Let us observe the difference between these two types of hearts. If we look at the transition from white-to-black pixel and black-to-white pixel ( from top to bottom ) inside the normal heart, we see that for majority of the image columns the number of such transitions are 4. ( Top border - 2 transitions, bottom border - 2 transitions )

white-to-black pixel - (255, 255, 0, 0, 0)

black-to-white pixel - (0, 0, 255, 255, 255)

But, in the case of the crossed heart, the number of transitions for majority of the columns must be 6, since the crossed curve / line adds two more transitions inside the heart (black-to-white first, then white-to-black). Hence, among all image columns which have greater than or equal to 4 such transitions, if more than 40% of the columns have 6 transitions, then the given contour represents a crossed contour.
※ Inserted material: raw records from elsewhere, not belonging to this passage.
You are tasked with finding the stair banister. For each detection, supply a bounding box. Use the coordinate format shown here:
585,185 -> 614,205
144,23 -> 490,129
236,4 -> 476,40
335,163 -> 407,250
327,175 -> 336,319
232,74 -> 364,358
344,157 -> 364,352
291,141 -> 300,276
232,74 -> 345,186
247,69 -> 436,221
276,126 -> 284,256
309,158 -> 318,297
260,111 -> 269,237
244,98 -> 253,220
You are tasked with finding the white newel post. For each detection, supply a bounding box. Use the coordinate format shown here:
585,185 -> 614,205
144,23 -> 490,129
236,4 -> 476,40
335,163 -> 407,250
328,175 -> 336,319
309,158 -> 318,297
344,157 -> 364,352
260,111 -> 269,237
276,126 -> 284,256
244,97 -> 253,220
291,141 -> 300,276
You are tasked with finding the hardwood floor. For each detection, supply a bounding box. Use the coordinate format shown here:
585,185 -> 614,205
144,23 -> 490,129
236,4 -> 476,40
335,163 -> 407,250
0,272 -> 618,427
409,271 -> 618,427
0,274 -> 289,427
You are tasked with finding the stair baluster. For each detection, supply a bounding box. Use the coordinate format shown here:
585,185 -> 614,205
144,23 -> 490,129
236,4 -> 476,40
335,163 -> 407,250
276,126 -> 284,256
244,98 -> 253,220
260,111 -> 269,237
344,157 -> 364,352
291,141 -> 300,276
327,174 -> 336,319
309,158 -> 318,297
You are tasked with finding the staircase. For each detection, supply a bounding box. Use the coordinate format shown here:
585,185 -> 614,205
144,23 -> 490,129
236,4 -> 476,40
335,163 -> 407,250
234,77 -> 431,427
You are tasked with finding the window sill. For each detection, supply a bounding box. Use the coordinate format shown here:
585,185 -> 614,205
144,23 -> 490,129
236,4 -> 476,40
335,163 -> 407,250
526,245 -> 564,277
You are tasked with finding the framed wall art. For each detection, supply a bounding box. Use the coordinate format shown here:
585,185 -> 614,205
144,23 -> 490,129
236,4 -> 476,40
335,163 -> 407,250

Result -

enter image description here

Code -

import cv2
import numpy as np

def convert_to_binary(rgb_image):
    gray_image = cv2.cvtColor(rgb_image, cv2.COLOR_BGR2GRAY)
    ret, thresh = cv2.threshold(gray_image, 180, 255, cv2.THRESH_BINARY_INV)
    return gray_image, thresh

original = cv2.imread('original.jpg')
height, width = original.shape[:2]
original_gray, original_binary = convert_to_binary(original) # Get binary image
cv2.imwrite("binary.jpg", original_binary)
closing_original = cv2.morphologyEx(original_binary, cv2.MORPH_DILATE, np.ones((1,2), np.uint8)) # Close small gaps in the binary image
cv2.imwrite("closed.jpg", closing_original)
contours_original, hierarchy_original = cv2.findContours(closing_original, cv2.RETR_CCOMP, cv2.CHAIN_APPROX_SIMPLE) # Get all the contours
bounding_rects_original = [cv2.boundingRect(c) for c in contours_original] # Get all contour bounding boxes
orig_boxes = list()

all_contour_image = original.copy()
for i, (x, y, w, h) in enumerate(bounding_rects_original):
    if h > height / 2 or w > width / 2:  # Eliminate extremely large contours
        continue
    if h < w / 2 or w < h / 2: # Eliminate vertical / horuzontal lines
        continue
    if w * h < 200: # Eliminate small area contours
        continue
    if hierarchy_original[0][i][3] != -1: # Eliminate contours created by heart crosses
        continue
    orig_boxes.append((x, y, w, h))
    cv2.rectangle(all_contour_image, (x,y), (x + w, y + h), (0, 255, 0), 3)
# cv2.imshow("warped", closing_original)
cv2.imwrite("all_contours.jpg", all_contour_image)

final_image = original.copy()
for x, y, w, h in orig_boxes:
    cropped_image = closing_original[y - 2 :y + h + 2, x: x + w] # Get the heart binary image

    col_pixel_diffs = np.abs(np.diff(cropped_image.T.astype(np.int16))/255) # Obtain all consecutive pixel differences in all the columns 

    column_sums = np.sum(col_pixel_diffs, axis=1) # Get the sum of each column's transitions. This results in an array of size equal 
    # to the number of columns, each element representing the number of black-white and white-black transitions. 

    percent_crosses = np.sum(column_sums >= 6)/ np.sum(column_sums >= 4) # Percentage of columns with 6 transitions among columns with 4 transitions
    if percent_crosses > 0.4: # Crossed heart criterion
        cv2.rectangle(final_image, (x,y), (x + w, y + h), (0, 255, 0), 3)
        cv2.imwrite("crossed_heart.jpg", cropped_image)
    else:
        cv2.imwrite("normal_heart.jpg", cropped_image)
cv2.imwrite("all_crossed_hearts.jpg", final_image)

This approach can be tested on more images to find its accuracy.